The Role of EGFR/PI3K/Akt/cyclinD1 Signaling Pathway in Acquired Middle Ear Cholesteatoma

Abstract

Cholesteatoma is a benign keratinizing and hyper proliferative squamous epithelial lesion of the temporal bone. Epidermal growth factor (EGF) is one of the most important cytokines which has been shown to play a critical role in cholesteatoma. In this investigation, we studied the effects of EGF on the proliferation of keratinocytes and EGF-mediated signaling pathways underlying the pathogenesis of cholesteatoma. We examined the expressions of phosphorylated EGF receptor (p-EGFR), phosphorylated Akt (p-Akt), cyclinD1, and proliferating cell nuclear antigen (PCNA) in 40 cholesteatoma samples and 20 samples of normal external auditory canal (EAC) epithelium by immunohistochemical method. Furthermore,in vitrostudies were performed to investigate EGF-induced downstream signaling pathways in primary external auditory canal keratinocytes (EACKs). The expressions of p-EGFR, p-Akt, cyclinD1, and PCNA in cholesteatoma epithelium were significantly increased when compared with those of control subjects.

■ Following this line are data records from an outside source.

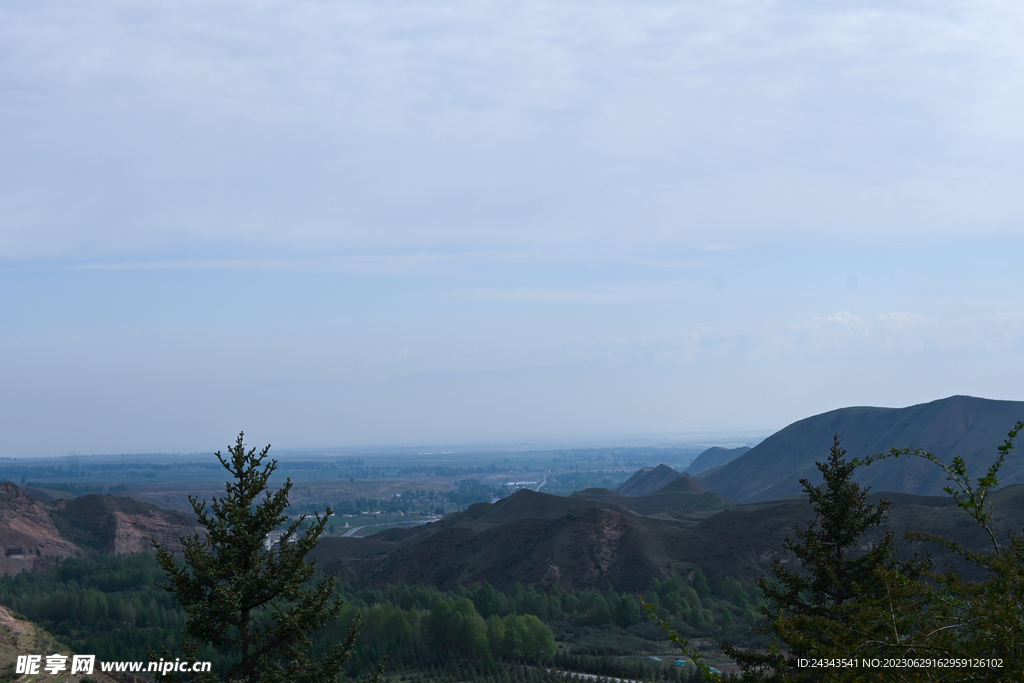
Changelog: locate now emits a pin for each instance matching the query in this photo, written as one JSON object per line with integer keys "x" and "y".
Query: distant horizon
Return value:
{"x": 450, "y": 222}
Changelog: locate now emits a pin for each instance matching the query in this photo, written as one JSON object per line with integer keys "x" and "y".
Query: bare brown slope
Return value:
{"x": 29, "y": 540}
{"x": 595, "y": 546}
{"x": 115, "y": 524}
{"x": 971, "y": 428}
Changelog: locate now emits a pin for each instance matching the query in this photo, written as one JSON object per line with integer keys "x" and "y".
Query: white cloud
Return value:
{"x": 287, "y": 129}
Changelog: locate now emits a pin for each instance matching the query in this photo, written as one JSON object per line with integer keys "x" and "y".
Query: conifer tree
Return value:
{"x": 260, "y": 604}
{"x": 829, "y": 606}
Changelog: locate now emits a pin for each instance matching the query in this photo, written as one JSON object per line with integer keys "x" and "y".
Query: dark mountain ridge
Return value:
{"x": 971, "y": 428}
{"x": 714, "y": 457}
{"x": 648, "y": 480}
{"x": 586, "y": 543}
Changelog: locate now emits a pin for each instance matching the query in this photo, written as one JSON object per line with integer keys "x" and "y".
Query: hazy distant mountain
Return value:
{"x": 714, "y": 457}
{"x": 962, "y": 426}
{"x": 538, "y": 539}
{"x": 648, "y": 480}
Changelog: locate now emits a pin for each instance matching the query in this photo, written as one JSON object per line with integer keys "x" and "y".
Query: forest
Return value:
{"x": 112, "y": 606}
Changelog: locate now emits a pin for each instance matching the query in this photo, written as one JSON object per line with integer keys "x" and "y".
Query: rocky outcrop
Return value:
{"x": 115, "y": 524}
{"x": 35, "y": 535}
{"x": 29, "y": 539}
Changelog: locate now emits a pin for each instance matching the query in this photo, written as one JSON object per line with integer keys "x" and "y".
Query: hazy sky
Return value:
{"x": 390, "y": 222}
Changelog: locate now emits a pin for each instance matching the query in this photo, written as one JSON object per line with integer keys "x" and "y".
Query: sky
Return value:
{"x": 365, "y": 223}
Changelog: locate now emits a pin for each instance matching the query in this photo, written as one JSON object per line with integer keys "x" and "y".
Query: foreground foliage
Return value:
{"x": 850, "y": 608}
{"x": 256, "y": 603}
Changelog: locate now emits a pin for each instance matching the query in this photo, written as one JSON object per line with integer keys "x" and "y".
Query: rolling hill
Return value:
{"x": 589, "y": 543}
{"x": 648, "y": 480}
{"x": 714, "y": 457}
{"x": 35, "y": 534}
{"x": 971, "y": 428}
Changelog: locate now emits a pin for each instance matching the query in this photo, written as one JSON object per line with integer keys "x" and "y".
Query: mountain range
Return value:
{"x": 960, "y": 426}
{"x": 34, "y": 535}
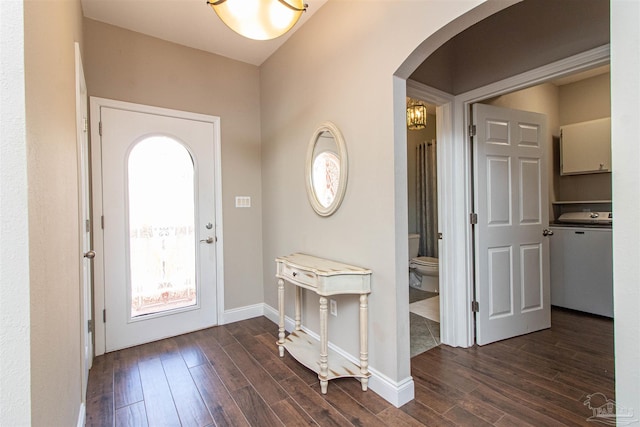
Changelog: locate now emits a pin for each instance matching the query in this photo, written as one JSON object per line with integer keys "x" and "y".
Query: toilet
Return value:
{"x": 423, "y": 271}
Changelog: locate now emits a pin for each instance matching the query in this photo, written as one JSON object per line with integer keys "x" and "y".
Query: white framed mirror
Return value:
{"x": 326, "y": 169}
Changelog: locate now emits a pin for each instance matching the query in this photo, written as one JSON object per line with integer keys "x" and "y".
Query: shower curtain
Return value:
{"x": 427, "y": 198}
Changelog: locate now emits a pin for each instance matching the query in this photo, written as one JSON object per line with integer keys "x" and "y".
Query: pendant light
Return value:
{"x": 416, "y": 115}
{"x": 259, "y": 19}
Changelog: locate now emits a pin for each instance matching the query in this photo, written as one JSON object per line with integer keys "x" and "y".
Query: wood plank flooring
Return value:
{"x": 232, "y": 376}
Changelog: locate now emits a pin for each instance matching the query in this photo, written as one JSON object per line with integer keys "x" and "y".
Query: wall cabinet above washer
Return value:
{"x": 585, "y": 147}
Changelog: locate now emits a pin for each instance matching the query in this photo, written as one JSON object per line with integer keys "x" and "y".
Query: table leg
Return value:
{"x": 298, "y": 305}
{"x": 281, "y": 312}
{"x": 364, "y": 341}
{"x": 324, "y": 347}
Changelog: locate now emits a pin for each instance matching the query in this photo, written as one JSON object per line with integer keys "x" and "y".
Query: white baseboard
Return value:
{"x": 242, "y": 313}
{"x": 82, "y": 415}
{"x": 396, "y": 393}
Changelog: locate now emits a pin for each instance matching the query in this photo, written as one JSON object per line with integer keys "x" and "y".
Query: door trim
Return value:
{"x": 84, "y": 214}
{"x": 462, "y": 172}
{"x": 99, "y": 296}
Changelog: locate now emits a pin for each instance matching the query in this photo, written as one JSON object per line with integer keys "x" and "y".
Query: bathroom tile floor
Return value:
{"x": 425, "y": 333}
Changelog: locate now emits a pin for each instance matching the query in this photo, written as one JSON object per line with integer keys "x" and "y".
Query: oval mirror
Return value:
{"x": 326, "y": 169}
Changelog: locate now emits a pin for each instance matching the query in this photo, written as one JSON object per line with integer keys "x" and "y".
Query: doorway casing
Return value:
{"x": 455, "y": 190}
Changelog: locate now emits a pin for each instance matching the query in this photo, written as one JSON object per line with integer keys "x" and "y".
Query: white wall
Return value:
{"x": 50, "y": 30}
{"x": 129, "y": 66}
{"x": 15, "y": 358}
{"x": 345, "y": 75}
{"x": 625, "y": 128}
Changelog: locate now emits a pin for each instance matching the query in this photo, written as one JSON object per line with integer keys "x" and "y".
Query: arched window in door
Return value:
{"x": 161, "y": 217}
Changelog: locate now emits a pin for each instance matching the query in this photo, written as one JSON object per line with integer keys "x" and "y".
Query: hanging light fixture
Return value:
{"x": 416, "y": 115}
{"x": 259, "y": 19}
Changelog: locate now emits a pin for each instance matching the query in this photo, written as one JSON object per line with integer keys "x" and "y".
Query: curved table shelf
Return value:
{"x": 325, "y": 278}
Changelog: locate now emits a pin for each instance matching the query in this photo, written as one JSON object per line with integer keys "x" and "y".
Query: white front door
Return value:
{"x": 511, "y": 199}
{"x": 84, "y": 184}
{"x": 159, "y": 224}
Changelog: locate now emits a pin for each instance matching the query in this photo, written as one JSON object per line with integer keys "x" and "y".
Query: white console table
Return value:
{"x": 325, "y": 278}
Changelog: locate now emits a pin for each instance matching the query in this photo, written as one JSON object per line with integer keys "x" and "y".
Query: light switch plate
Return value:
{"x": 243, "y": 202}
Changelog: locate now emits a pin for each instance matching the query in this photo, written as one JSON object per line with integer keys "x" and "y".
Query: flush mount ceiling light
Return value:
{"x": 259, "y": 19}
{"x": 416, "y": 115}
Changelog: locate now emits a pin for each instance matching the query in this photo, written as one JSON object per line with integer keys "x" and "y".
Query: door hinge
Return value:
{"x": 475, "y": 307}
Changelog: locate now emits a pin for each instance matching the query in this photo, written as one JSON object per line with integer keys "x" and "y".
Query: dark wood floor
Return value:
{"x": 232, "y": 375}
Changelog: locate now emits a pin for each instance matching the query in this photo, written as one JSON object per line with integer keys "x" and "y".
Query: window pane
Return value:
{"x": 161, "y": 226}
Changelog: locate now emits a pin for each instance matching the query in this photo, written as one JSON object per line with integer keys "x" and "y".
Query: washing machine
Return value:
{"x": 582, "y": 262}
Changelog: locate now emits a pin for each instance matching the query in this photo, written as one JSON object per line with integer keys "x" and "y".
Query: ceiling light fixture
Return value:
{"x": 259, "y": 19}
{"x": 416, "y": 115}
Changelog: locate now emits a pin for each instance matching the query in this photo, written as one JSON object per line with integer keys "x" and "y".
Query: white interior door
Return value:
{"x": 159, "y": 224}
{"x": 511, "y": 198}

We also demonstrated that EGF led to the activation of the EGFR/PI3K/Akt/cyclinD1 signaling pathway, which played a critical role in EGF-induced cell proliferation and cell cycle progression of EACKs. Both EGFR inhibitor AG1478 and PI3K inhibitor wortmannin inhibited the EGF-induced EGFR/PI3K/Akt/cyclinD1 signaling pathway concomitantly with inhibition of cell proliferation and cell cycle progression of EACKs. Taken together, our data suggest that the EGFR/PI3K/Akt/cyclinD1 signaling pathway is active in cholesteatoma and may play a crucial role in cholesteatoma epithelial hyper-proliferation. This study will facilitate the development of potential therapeutic targets for intratympanic drug therapy for cholesteatoma.